Any train malfunction or change in track conditions — such as a switch problem or a broken rail — has an immediate effect not only on the first train, but also on all trains of the line. Since the trains are so tightly spaced, thousands of riders along the line feel the impact of the delay. The Red Line is the only one of the five that operates exclusively on its own tracks. An incident on a Blue or Orange Line train, or on a Yellow or Green Line train, is likely to affect service on both lines since they share tracks and stations for much of their routes.
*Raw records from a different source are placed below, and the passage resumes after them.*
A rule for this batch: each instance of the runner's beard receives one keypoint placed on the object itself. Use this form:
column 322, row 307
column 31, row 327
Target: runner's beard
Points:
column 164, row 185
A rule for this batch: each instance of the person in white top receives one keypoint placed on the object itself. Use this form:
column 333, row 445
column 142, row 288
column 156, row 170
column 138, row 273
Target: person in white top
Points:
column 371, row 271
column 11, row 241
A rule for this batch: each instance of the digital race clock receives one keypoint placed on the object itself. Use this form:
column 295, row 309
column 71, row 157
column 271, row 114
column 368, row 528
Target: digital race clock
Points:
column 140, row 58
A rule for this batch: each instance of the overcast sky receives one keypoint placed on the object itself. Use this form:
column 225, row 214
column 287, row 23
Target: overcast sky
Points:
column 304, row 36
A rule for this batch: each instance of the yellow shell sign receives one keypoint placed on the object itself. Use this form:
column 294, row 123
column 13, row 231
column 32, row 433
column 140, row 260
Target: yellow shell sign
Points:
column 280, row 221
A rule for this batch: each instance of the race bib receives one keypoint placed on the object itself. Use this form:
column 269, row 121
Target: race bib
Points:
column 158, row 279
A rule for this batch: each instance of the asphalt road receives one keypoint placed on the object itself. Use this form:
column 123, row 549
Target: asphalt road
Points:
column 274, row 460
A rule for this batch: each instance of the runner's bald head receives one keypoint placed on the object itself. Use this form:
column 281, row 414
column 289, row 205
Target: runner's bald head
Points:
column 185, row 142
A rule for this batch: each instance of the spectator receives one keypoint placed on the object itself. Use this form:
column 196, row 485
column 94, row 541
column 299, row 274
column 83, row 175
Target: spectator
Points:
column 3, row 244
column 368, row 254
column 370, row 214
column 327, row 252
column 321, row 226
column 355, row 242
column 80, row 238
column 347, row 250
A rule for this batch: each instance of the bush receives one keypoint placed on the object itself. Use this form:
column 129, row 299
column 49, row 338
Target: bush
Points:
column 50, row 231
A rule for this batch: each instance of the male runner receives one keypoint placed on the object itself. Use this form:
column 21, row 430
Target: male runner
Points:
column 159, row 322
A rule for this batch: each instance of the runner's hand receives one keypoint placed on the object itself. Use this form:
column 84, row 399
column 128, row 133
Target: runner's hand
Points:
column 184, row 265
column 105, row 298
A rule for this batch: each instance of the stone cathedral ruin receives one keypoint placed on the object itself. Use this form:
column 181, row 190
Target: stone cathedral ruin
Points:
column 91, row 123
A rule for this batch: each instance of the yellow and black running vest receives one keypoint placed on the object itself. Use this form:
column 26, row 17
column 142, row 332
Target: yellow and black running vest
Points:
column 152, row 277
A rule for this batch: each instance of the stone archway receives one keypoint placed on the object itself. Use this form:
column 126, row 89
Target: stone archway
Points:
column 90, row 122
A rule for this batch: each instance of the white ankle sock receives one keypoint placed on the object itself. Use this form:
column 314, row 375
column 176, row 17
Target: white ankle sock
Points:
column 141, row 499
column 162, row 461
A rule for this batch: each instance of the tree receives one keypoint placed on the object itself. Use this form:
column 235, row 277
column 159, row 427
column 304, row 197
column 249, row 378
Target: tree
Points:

The lines have pocket tracks, where trains can be stored for deployment in emergencies, but there’s no third track that would allow trains to bypass problems or provide express service in emergencies. Platforms and trains just get more and more crowded. Even after the original problem is resolved, it takes the line a while to recover. The first few trains reaching crowded platforms are already jammed and can take on few passengers. Riders often need to let a few trains go by before they can squeeze aboard.

So what you really want are for the trains and tracks not to break in the first place. Metro is replacing old equipment, including the 40-year-old rail cars, but that program has yielded limited results. The intensive track work is scheduled to continue into 2017. The new rail cars won’t start arriving in force till 2015. And the transit staff report notes that as long as parts are in motion they will sometimes break. So delays will never be a thing of the past.

Robert Thomson is The Washington Post’s “Dr. Gridlock.” He answers travelers’ questions, listens to their complaints and shares their pain on the roads, trains and buses in the Washington region.